Cette avancée permettra de mieux comprendre leur fonctionnement et de faciliter le développement de nouveaux matériaux aux propriétés conductrices ou électromagnétiques spécifiques.
Calcul quantique et photovoltaïque
"En empilant simplement des couches d’atomes les unes sur les autres, selon des angles différents et en combinant des matériaux divers, les scientifiques peuvent créer des solides artificiels aux propriétés inédites", explique dans un communiqué Rupert Huber, professeur de l’université de Regensburg qui a mené les expériences.
Ces nouveaux matériaux peuvent par exemple permettre de fabriquer des calculateurs quantiques fonctionnant à température ambiante, des capteurs insensibles aux interférences, ou encore des panneaux photovoltaïques capables de convertir 100 % de l’énergie qu’ils captent, contre 30 % actuellement.
Exciter les électrons
Les couches d’atomes qui constituent ces matériaux sont extrêmement fines, de l’épaisseur d’un atome. Ce qui rend les méthodes conventionnelles d’observation inadaptées. Pour parvenir à les étudier, les chercheurs ont utilisé un laser aux pulsations ultra-rapides, de 100 femtosecondes. Soit un dix-millième… de millionième de seconde.

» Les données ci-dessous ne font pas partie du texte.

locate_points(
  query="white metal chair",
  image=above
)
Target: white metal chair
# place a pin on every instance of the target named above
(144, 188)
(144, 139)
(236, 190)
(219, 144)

Ces flashs lumineux, qui alternent entre le rouge et l’infrarouge, ont pour effet d’exciter les électrons du matériau analysé, qui se déplacent et émettent de la lumière. Cette réaction lumineuse, combinée à la quantité d’énergie des électrons, permet de réaliser un instantané extrêmement précis du comportement du matériau.
Cartographier les vallées
Encore davantage : lors de leurs expériences sur un cristal de diséléniure de tungstène, un matériau semi-conducteur, les chercheurs sont parvenus à observer précisément son état quantique. Ils ont notamment pu mesurer le pseudo-spin des électrons qui le compose, un élément utile pour stocker et analyser de l’information quantique.
Ils sont aussi parvenus à effectuer la cartographie du matériau, mesurant précisément l’altitude des "vallées" où se déplacent les électrons. Une information idéale pour comprendre le comportement d’un matériau dans différentes situations. Et pour trouver ses futurs usages.